# Review: Prometeus 512MB KVM (KVM5) (12 Month Review)



## Jack (Jun 26, 2013)

_*Introduction*_

 

Back in June 2012 They did an offer on LET for *60/70/80/90% OFF*  so I couldn't refuse but to purchase one.

 

 



 

512MB RAM

25GB Disk

2 TB of Bandwidth

1 IPv4/6 Address.

 

_*Support & Communication*_

 

My server took 34 minutes to get setup, Contacted support to see if I could get proxmox mounted as an ISO and this was done in around 15 minutes. I email Sal every now and then and he usually responds within an hour with anything service/non service related so I can't see an issue with them being 'Silent' when there could be an issue.

 

_*Hardware Information*_

 

Can't seem to find details on what the hardware is but I'd imagine it would be pretty new as the OVZ plan I had was on an E3.

 




> [email protected]:~# cat /proc/cpuinfo
> 
> processor : 0
> 
> ...



 

 

_Meminfo Results_

 




> [email protected]:~# cat /proc/meminfo
> 
> MemTotal:        1014232 kB
> 
> ...



 

_Inode Allocation:_

 




> [email protected]:~# df -i
> 
> Filesystem            Inodes   IUsed   IFree IUse% Mounted on
> 
> ...



 

_vmstat:_




> [email protected]:~# vmstat
> 
> procs -----------memory---------- ---swap-- -----io---- -system-- ----cpu----
> 
> ...



 

 

***The Network***

 

Probably one of the most stablest network I have used, never had reports of packetloss on it.

 

_Cachefly test_




> [email protected]:~# wget -O /dev/null http://cachefly.cachefly.net/100mb.test
> 
> --2013-06-26 13:02:27--  http://cachefly.cachefly.net/100mb.test
> 
> ...



 

 

_Few Speedtest CLI's_

 




> Hosted by Aruba S.p.A. (Arezzo) [96.93 km]: 158.946 ms
> 
> Testing download speed........................................
> 
> ...



 

 




> Hosted by H3G (Rome) [98.69 km]: 207.98 ms
> 
> Testing download speed........................................
> 
> ...



 

Overall pretty decent, Latency is good too.

 

_Benchmark Tests_

 

_Good Ol' DD_




> [email protected]:~# dd if=/dev/zero of=test bs=64k count=16k conv=fdatasync; rm test
> 
> 16384+0 records in
> 
> ...



 

 

_IOPing_




> [email protected]:~# ioping -c 10 .
> 
> 4096 bytes from . (ext3 /dev/disk/by-uuid/9b14ea10-b8d3-47e4-b494-694e05b80176): request=1 time=0.2 ms
> 
> ...



 

 

*UnixBench*




> #    #  #    #  #  #    #          #####   ######  #    #   ####   #    #
> 
> #    #  ##   #  #   #  #           #    #  #       ##   #  #    #  #    #
> 
> ...



_*Will update UnixBench when completed..*_


 

*Conclusion_*

 

Well I'd say Prometeus is one of the most reliable VPS provider I have used, haven't had a single outage in 354 days, network nor hardware issues in the past year.

 

My server has performed well over than the expected for pricing.

 

I believe the service is *EXCELLENT* value for money. 

 

*Keep up the good work*

 

_**Copied Layout from a LEB review that @Liam wrote!**_


----------



## Jack (Jun 26, 2013)

Added UNIX Bench.


----------



## drmike (Jun 26, 2013)

Prometeus is the real deal.  Great service and the numbers spell that out.
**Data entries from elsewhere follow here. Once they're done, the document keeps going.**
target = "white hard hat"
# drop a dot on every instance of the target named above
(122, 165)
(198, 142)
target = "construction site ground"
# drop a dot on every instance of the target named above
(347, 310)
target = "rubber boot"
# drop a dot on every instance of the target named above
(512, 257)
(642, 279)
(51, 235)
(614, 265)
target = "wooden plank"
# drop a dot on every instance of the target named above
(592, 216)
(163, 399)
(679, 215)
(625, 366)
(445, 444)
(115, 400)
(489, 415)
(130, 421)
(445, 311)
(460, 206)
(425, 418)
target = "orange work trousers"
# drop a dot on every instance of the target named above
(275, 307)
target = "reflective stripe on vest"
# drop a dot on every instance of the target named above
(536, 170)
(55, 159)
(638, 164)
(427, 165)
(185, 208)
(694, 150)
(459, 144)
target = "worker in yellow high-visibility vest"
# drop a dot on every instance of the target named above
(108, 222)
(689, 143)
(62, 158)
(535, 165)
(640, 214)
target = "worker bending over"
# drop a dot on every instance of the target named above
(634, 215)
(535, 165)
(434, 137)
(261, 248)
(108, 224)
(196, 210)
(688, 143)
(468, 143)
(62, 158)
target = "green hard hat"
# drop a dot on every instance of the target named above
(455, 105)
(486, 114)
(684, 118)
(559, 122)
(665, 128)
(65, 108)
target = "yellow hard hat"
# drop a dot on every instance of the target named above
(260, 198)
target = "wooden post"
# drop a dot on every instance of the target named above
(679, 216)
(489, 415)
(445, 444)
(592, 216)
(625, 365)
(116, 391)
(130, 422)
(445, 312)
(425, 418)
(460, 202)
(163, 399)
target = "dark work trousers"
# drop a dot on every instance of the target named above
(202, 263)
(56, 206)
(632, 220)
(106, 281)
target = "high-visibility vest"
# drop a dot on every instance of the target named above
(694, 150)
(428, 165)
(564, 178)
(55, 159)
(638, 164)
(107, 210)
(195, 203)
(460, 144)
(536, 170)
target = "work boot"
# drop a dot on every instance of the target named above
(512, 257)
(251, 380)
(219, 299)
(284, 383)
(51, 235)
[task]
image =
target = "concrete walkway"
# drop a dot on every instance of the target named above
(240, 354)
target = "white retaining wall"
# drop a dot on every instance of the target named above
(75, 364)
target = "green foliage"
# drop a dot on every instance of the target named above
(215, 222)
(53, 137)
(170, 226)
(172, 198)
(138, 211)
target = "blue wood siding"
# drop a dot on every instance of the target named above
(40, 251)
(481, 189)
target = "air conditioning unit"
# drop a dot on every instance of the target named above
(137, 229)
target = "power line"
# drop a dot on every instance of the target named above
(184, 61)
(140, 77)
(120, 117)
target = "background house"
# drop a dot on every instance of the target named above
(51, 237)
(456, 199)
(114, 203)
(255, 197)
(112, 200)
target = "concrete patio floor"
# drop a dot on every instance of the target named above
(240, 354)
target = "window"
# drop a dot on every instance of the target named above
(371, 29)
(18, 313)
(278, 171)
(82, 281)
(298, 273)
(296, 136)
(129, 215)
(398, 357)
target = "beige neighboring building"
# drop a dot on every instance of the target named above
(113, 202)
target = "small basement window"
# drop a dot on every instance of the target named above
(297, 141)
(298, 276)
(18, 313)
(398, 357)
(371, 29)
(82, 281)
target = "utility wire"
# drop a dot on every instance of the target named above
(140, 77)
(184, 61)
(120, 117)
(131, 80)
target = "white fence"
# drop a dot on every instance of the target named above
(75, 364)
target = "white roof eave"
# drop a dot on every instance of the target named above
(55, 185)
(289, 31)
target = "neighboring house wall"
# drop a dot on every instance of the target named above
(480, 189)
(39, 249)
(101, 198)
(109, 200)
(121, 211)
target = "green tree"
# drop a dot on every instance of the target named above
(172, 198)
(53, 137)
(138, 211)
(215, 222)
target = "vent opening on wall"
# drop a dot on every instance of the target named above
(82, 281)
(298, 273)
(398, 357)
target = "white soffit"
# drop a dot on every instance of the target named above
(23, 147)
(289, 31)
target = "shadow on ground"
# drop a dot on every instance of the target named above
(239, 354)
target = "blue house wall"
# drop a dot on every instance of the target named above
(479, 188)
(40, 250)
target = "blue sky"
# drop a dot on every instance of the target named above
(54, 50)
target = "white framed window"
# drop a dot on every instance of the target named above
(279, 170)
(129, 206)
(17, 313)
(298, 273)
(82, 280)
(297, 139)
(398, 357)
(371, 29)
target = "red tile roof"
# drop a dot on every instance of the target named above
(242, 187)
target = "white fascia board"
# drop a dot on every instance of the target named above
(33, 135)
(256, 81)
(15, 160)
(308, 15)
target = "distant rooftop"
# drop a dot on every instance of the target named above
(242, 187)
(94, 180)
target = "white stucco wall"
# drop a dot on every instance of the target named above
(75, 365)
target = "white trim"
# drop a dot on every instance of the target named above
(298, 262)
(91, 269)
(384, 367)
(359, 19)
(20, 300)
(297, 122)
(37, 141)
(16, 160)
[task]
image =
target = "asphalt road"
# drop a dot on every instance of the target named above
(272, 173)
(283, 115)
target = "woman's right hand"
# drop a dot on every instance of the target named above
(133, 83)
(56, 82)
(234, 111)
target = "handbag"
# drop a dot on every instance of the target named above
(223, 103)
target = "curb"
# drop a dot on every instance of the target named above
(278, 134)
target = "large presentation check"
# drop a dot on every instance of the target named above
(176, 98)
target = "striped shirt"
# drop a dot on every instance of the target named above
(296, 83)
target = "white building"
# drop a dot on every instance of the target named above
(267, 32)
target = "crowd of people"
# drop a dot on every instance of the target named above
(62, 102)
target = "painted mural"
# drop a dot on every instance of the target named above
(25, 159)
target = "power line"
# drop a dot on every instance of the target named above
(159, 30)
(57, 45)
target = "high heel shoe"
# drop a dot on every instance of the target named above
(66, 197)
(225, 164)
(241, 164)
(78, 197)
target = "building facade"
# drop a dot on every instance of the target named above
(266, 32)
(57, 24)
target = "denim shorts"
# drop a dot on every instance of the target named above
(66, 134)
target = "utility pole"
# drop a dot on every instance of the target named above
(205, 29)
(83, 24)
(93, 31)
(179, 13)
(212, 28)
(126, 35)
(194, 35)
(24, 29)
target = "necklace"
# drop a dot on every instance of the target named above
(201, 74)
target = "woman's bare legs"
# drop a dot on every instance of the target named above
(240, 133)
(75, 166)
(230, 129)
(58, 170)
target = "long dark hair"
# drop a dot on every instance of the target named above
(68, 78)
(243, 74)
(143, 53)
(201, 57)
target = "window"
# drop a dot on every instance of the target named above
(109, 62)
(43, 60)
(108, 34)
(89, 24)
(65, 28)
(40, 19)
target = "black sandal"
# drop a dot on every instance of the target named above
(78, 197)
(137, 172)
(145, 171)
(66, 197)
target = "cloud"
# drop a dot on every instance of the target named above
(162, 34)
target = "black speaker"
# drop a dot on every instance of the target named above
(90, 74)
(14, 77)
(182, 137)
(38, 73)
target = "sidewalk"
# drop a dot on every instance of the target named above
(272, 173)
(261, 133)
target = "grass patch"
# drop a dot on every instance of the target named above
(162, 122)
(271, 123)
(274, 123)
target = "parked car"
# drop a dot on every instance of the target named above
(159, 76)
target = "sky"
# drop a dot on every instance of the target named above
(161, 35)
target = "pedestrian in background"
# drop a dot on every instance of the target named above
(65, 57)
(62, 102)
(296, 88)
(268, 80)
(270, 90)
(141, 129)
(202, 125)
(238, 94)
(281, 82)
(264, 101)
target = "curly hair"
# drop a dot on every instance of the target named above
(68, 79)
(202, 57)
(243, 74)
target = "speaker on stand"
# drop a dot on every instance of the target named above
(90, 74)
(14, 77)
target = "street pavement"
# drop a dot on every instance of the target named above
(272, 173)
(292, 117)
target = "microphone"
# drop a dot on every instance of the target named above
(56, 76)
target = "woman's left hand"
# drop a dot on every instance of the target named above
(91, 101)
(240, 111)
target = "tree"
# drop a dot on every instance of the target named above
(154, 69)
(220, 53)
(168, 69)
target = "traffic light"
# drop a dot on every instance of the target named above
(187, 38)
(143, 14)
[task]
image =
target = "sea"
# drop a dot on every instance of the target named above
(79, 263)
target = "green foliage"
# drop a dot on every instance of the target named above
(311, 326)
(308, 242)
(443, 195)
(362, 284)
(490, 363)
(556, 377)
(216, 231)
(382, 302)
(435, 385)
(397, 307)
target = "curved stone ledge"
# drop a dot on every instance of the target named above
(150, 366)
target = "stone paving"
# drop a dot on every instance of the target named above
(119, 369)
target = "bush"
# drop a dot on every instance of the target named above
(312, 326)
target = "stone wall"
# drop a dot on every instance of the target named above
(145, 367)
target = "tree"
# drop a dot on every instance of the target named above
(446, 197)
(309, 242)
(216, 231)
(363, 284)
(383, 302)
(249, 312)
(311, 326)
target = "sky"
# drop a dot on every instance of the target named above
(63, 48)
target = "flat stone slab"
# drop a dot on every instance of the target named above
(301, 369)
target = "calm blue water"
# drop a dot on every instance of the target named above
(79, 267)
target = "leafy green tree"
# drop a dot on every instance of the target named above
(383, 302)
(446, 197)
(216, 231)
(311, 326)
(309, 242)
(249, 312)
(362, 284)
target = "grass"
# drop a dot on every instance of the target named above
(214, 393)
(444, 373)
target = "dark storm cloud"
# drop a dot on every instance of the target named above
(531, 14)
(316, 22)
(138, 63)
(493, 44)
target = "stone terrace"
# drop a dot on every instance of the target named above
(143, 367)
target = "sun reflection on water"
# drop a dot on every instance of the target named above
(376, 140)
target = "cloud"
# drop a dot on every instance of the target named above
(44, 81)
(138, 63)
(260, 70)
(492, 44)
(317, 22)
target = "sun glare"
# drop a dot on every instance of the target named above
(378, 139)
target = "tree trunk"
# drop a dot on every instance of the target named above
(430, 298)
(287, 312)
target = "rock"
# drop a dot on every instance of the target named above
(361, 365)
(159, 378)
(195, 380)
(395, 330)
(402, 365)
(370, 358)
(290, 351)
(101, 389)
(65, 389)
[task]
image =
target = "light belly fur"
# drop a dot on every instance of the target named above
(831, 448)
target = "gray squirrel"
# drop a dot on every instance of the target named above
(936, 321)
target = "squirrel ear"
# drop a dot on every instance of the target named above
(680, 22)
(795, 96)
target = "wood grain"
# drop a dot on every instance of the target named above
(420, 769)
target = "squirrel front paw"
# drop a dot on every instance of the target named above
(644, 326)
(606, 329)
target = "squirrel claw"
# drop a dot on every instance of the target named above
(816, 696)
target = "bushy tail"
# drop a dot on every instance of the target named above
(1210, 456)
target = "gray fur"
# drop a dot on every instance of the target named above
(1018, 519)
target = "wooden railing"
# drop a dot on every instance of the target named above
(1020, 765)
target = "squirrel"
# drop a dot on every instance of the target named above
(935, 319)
Yes, I am a happy customer also


----------



## maounique (Jun 30, 2013)

Thank you


----------



## Amitz (Jun 30, 2013)

Prometeus is the best - may I repeat? - THE BEST long-term VPS provider of all that I have ever used for my projects. Their website is crappy, but their service is the bomb! I <3 Prometeus!


----------